Hi @lars and team,
Great to see this stuff is getting some love. I understand that this is mostly for your architectural customers, but in the name of the small minority here doing industrial design work in Rhino, and working as a team, I’d like to ask a few other things to consider including, that might benefit users in all industries. I numbering them with the g-prefix to avoid confusion with all the previous numbered lists on the thread:
g1. date of creation of the block definition
g2. date of last edit of the block definition
g2. .3dm file name from which this block definition was first created (it’s common to keep using a Block that came from other files)
g3. name of creator (is this the new handle I edited, or the previous one that Alan had done?)
g4. expandable viewer like shown on this example below, where maybe that block had 4 design iteration versions and you are looking for the one version with the 3mm chamfer, impossible to see on that postage stamp:
g5. Have a donotscale/skew/deform/mirror option. So some blocks are absolutely uneditavble from a geometry standpoint. Very important for us for internal components or parts that are reference of other existing parts/constraints and should never ever ever be scaled.
g6. have a to not mirror geometry, just mirror location/bounding box: use case; I want to mirror an assembly of objects, but I do not want to mirror screws, threads, or a microchip on a PCB, I just want to mirror it’s locations/boundingbox.
g7. Ability to set custom SetObjectDisplayMode attributes to a block, or objects inside a block, and that works regardless on what viewport you are in later.
g8. Ability to change materials or color assignments to any bock instance, as overrides outside the block properties.
g9. Cached of imported/referenced geometry blocks (from .stp files) with .3dm native geometry so they are faster to display and open.
g10. Propertiless instance.
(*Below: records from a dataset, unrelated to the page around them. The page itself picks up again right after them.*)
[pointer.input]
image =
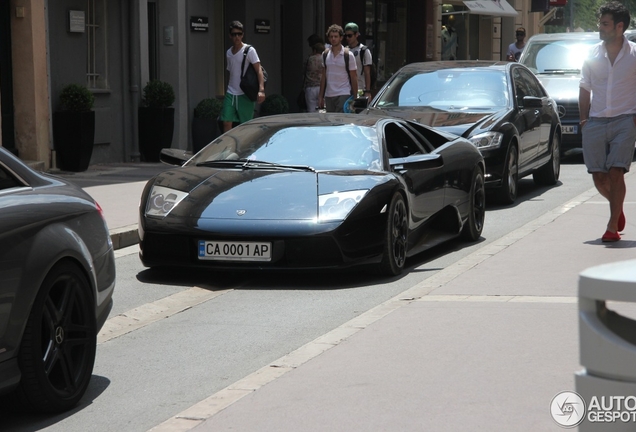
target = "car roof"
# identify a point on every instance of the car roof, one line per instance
(438, 65)
(544, 37)
(320, 119)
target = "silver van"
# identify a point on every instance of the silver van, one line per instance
(556, 59)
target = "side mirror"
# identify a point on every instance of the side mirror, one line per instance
(174, 156)
(360, 104)
(532, 102)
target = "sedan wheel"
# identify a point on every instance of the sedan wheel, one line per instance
(507, 193)
(396, 238)
(549, 173)
(477, 211)
(58, 347)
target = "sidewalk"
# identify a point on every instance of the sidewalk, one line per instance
(484, 344)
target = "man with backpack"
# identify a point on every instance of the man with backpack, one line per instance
(362, 54)
(339, 80)
(237, 106)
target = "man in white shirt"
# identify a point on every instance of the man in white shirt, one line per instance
(237, 107)
(359, 51)
(337, 84)
(607, 105)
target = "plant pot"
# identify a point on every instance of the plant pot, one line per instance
(156, 126)
(204, 131)
(73, 139)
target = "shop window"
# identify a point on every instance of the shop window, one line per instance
(97, 66)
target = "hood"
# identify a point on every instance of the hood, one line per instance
(458, 123)
(257, 194)
(561, 87)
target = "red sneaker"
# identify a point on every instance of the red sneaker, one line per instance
(610, 236)
(621, 221)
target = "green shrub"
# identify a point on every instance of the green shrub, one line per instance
(158, 94)
(274, 104)
(76, 97)
(208, 108)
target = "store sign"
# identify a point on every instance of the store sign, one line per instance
(490, 7)
(262, 26)
(199, 24)
(76, 21)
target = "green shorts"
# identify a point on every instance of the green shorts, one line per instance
(237, 109)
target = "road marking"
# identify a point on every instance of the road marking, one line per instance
(200, 412)
(498, 299)
(149, 313)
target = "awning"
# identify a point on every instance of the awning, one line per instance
(491, 7)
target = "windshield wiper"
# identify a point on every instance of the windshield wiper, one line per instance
(254, 164)
(560, 71)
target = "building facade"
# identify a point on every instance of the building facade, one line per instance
(116, 46)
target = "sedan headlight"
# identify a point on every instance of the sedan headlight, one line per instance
(337, 205)
(162, 200)
(487, 140)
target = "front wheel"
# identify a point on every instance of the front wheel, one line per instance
(58, 347)
(396, 236)
(507, 193)
(477, 210)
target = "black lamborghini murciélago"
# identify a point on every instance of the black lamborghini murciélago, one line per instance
(307, 191)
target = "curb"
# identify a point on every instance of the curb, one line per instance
(124, 236)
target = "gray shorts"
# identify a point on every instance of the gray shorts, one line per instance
(608, 142)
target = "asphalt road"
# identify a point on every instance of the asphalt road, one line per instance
(190, 334)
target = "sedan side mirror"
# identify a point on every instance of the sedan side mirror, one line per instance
(174, 156)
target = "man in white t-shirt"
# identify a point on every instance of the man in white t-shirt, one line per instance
(336, 83)
(237, 107)
(363, 64)
(516, 48)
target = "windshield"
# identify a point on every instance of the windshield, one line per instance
(447, 89)
(319, 147)
(557, 56)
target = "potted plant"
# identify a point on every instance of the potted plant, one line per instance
(156, 119)
(205, 127)
(274, 104)
(74, 128)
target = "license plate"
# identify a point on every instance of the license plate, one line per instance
(234, 251)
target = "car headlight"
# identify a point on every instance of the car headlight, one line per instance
(487, 140)
(162, 200)
(337, 205)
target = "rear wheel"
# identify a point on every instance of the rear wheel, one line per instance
(477, 211)
(548, 174)
(507, 193)
(396, 235)
(58, 347)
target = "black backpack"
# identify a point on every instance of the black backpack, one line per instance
(249, 80)
(374, 70)
(324, 62)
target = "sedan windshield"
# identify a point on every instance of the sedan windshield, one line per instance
(557, 56)
(447, 89)
(318, 147)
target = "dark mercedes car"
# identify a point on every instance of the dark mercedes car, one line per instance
(498, 106)
(57, 275)
(557, 59)
(313, 191)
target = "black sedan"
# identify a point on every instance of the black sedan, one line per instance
(57, 270)
(310, 191)
(500, 107)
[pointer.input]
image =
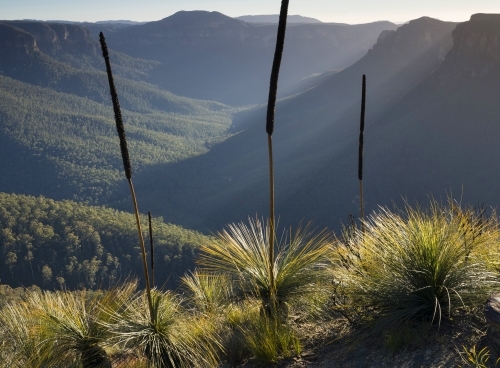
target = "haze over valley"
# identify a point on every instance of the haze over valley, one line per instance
(193, 88)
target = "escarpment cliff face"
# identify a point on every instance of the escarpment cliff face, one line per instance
(475, 55)
(15, 44)
(53, 38)
(315, 143)
(208, 55)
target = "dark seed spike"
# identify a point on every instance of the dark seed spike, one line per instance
(361, 130)
(152, 249)
(273, 86)
(116, 108)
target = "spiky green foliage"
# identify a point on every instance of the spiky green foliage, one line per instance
(418, 265)
(241, 252)
(61, 329)
(269, 339)
(475, 358)
(19, 346)
(208, 292)
(70, 324)
(171, 338)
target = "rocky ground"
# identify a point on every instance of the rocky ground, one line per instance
(443, 349)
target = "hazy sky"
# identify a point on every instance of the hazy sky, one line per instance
(346, 11)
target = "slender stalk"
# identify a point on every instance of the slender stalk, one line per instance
(152, 250)
(271, 106)
(360, 157)
(126, 163)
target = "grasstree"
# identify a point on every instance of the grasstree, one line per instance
(126, 163)
(418, 267)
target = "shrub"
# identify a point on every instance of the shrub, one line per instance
(171, 338)
(299, 269)
(418, 265)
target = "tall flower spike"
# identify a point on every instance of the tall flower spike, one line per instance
(360, 157)
(271, 104)
(126, 164)
(278, 53)
(116, 109)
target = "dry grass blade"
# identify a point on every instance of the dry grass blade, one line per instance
(171, 339)
(241, 253)
(209, 292)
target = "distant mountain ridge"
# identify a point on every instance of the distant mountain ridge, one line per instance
(315, 143)
(274, 18)
(207, 55)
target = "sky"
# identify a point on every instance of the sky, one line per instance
(342, 11)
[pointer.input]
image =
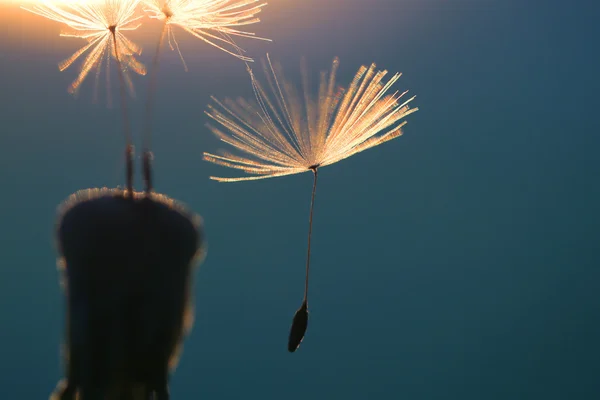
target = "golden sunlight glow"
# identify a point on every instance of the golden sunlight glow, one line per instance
(100, 24)
(292, 131)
I want to control how to override/ignore any block information such as color/material/layer/etc. without editing the referenced block. I do not want to think about what layers I need to turn on, for an instance of a block to be visible, other that turning on the layer where that instance lives. Same for seeing an instance of a block (referenced geometry) with a different color and/or material applied. Does this make sense?
In summary, I’d love to have blocks being more useful and more manageable; and this requires a few features that are still unaddressed in its current architecture, regardless of how you visually display them.